For further validation, we plot one draw of the randomised quantile residuals in Figure 10a. Dunn and Smyth (1996) proposed this type of residual based on the result that evaluating the cumulative distribution function at all observed values of $y_{i,g,t}$ under the estimated parameters should yield uniformly distributed random variables. Transforming these uniform values by the quantile function of the standard normal gives the quantile residuals. To obtain continuous residuals, the values are randomised since the negative binomial distribution in Equation (4) has discrete support. On average, the empirical quantiles are close to the theoretical expectations and do not indicate problems regarding the statistical fit. At the right tail of the distribution, 38 (out of 24.060) observations exhibit higher deviations from the normal quantiles, which we coloured in red. The underlying counts are mainly credited to local outbreaks that could not be completely captured by the random effects, namely Coesfeld (Thuringia), Cuxhaven (Lower Saxony), Aichach‐Friedberg (Bavaria), Guetersloh and Warendorf (North Rhine‐Westphalia). Additionally, we assess the predictions of the final model through plotting the predicted infections against the observed infections, Figure 10b, and a rootogram proposed by Kleiber and Zeileis (2016), Figure 10c. Both visualisations confirm a strong fit of the presented model and proof that the model can sufficiently capture the observed counts of infected individuals. Due to the multiple imputation scheme specified in Sections 3.1 and 3.3, we carry the model assessment out for each imputation separately and report the averaged results.

FIGURE 10.

(a) QQ Plot of randomised quantile residuals, observations with a distance larger than 1 to the theoretically expected values are drawn in red. (b) Scatter plot of the observed and predicted infection count, for the x and y‐axis, we used a log(· + 1) scale. The dotted grey line is the best‐case scenario of the prediction and has intercept 0 and slope 1. (c) Rootogram comparing the observed and expected counts. The grey barplot specifies the observed counts, while the red line gives the expected values under Equation (4) [Colour figure can be viewed at wileyonlinelibrary.com]

5. CONCLUSION

In this writing, our contributions are twofold. First, we used state‐of‐the‐art regression models to quantify the importance of human mobility for understanding the spread of COVID‐19 on a local level accounting for their temporal dynamic, latent effects and other covariates. Concerning the relative importance, the Gini index of meeting probability attribution proved to be a primary driver of the infection rates. Second, we used methods from multivariate statistics to derive friendship coordinates for the federal districts in Germany. Consecutively, we coupled the result with a regression model via isotropic splines and, thereby, revealed a perpetual clustering of communities in former East‐ and West Germany that remains existent for COVID‐19 infections because the social geographical system proves to be an essential regressor in our application. Moreover, our findings enable an evaluation of the district‐wise policies undertaken between March and June 2020. The results corroborate the usefulness of interventions limiting trans‐district movements and concentrating meeting patterns. Especially during the last weeks of this study, local lockdowns could mitigate further national outbreaks.

Still, we need to address some limitations of our work, which require additional investigation. The data sources for the infection data include all individuals in Germany that tested positive on COVID‐19. During the peak phase in March, these tests were mainly carried out with patients who showed symptoms or had contact with an infected individual. Due to an unknown dark figure of infected persons missing in the public records (Lavezzo et al., 2020), the observed data are a proxy for the current epidemiological situation. To control for this possible bias, further research on the prevalence of COVID‐19 in Germany and the representability of the official statistics of the real infection occurrence akin to the REACT Study in England (Riley et al., 2021) would be necessary.
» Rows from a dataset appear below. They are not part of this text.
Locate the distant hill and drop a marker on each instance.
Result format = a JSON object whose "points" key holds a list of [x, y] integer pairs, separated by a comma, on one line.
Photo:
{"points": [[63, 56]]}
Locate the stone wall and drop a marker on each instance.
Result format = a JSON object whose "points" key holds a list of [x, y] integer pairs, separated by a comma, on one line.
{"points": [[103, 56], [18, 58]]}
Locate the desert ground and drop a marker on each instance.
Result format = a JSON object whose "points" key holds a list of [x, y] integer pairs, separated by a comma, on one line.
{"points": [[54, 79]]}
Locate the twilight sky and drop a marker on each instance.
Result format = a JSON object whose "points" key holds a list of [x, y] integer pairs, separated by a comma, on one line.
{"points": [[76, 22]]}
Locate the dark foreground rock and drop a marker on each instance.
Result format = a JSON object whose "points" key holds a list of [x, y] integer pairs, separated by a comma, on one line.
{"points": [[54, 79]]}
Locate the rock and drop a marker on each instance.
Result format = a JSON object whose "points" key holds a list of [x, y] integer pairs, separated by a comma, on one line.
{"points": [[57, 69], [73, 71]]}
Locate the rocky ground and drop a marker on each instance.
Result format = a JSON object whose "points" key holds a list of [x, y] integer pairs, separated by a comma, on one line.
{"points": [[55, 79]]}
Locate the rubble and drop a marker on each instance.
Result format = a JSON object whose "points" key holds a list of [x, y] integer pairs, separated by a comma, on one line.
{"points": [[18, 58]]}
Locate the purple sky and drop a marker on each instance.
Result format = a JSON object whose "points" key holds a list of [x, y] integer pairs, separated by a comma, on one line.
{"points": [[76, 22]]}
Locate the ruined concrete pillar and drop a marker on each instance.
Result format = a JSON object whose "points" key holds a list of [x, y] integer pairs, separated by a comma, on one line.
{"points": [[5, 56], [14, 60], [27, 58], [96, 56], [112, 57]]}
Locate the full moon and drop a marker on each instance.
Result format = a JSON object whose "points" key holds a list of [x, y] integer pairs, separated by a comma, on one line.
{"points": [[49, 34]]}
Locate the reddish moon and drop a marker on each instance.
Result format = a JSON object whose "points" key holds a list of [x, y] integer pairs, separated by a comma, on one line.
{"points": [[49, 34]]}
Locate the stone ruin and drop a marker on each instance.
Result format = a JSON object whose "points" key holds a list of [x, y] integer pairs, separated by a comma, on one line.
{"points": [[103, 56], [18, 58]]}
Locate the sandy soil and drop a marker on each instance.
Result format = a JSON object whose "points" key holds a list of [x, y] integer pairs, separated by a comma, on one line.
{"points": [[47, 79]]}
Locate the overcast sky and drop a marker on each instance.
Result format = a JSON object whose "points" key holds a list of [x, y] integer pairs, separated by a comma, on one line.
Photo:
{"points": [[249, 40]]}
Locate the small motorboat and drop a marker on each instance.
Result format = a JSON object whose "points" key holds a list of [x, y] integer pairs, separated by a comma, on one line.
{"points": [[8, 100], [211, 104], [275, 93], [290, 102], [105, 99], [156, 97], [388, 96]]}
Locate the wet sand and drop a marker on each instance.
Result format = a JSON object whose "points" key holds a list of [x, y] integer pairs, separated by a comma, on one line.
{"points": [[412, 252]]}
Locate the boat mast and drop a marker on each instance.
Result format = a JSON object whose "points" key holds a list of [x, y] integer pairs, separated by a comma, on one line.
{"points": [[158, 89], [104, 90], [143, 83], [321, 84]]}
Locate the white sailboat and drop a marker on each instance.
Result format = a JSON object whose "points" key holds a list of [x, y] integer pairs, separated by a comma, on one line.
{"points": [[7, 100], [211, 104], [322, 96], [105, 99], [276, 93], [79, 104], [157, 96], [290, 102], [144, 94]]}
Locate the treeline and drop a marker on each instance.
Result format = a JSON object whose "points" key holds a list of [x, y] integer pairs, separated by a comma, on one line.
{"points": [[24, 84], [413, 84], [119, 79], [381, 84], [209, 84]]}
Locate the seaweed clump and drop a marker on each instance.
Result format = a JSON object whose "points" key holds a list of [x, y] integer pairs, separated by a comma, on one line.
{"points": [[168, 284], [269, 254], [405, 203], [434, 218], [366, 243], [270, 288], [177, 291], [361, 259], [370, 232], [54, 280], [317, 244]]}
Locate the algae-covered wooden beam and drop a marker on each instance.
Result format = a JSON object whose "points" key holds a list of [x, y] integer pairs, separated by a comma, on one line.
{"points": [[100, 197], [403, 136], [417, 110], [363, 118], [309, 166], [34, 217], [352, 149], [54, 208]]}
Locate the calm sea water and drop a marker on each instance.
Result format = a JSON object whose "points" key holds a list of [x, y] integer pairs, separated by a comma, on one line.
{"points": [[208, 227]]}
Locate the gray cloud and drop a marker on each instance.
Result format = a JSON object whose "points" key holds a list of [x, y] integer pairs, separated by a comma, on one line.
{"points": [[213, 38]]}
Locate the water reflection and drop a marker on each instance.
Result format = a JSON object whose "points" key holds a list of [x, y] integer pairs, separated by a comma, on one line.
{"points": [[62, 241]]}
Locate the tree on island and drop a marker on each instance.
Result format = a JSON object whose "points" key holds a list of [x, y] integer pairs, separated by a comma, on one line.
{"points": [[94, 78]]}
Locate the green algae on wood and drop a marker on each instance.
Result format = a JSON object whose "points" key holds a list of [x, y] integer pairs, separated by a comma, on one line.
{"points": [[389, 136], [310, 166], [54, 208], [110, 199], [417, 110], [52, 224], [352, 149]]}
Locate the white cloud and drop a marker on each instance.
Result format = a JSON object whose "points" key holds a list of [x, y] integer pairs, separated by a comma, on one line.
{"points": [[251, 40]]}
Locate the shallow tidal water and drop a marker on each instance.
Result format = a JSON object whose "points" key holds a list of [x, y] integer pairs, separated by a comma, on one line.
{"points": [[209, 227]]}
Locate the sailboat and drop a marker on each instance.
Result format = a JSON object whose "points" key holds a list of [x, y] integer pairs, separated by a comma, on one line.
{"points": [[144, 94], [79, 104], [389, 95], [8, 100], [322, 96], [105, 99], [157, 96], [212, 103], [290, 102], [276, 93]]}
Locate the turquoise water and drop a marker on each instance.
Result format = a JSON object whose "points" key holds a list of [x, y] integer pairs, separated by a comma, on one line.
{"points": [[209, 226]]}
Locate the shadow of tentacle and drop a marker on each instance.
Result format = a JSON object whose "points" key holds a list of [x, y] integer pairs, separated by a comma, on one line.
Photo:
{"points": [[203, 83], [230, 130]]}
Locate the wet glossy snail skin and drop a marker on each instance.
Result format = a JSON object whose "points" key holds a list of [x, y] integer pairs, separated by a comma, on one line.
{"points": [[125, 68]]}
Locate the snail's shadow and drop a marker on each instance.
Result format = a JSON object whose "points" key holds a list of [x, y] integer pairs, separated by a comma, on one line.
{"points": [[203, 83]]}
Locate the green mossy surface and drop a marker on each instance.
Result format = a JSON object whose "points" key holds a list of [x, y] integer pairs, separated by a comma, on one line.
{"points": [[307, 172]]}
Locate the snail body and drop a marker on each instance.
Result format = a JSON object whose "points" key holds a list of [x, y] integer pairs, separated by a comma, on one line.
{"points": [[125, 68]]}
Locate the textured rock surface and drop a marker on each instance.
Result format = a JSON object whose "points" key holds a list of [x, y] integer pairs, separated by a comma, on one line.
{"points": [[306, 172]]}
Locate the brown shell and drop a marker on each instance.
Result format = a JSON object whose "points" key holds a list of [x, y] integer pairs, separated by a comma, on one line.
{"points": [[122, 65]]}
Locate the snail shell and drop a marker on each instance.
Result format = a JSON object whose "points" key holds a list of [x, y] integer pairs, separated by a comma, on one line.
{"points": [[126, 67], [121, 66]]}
Even with these caveats, the combination of infection, mobility and connectivity data can serve for a fruitful application of other methods as well. Contrasting our approach, one may tackle the regression task in Section 3 by incorporating the spatial dependencies directly in the correlation structure, as is done in the literature on spatial econometric models (LeSage & Pace, 2009). We could also employ novel clustering algorithms that naturally exploit different proximity dimensions, such as the geographical and social space, to identify similar districts while taking into account spatial dependencies (D’Urso & Vitale, 2020; D’Urso et al., 2019). Furthermore, the research questions posed in this article would greatly benefit from an examination through the lens of analytical sociology (Hedström & Bearman, 2011). Nevertheless, this type of analysis usually necessitates individual‐level data, which are not readily available. Therefore, we can only verify some of the theoretical results of Block et al. (2020) on the macro scale, which does not necessarily translate to the micro scale (Stadtfeld, 2018). Therefore, additional empirical work on the implications of individual behaviour on the spread of COVID‐19 is still needed. Nevertheless, our work can give valuable pointers in that regard contingent on the assumption that the corresponding district average adequately represents the mobility patterns of an individual.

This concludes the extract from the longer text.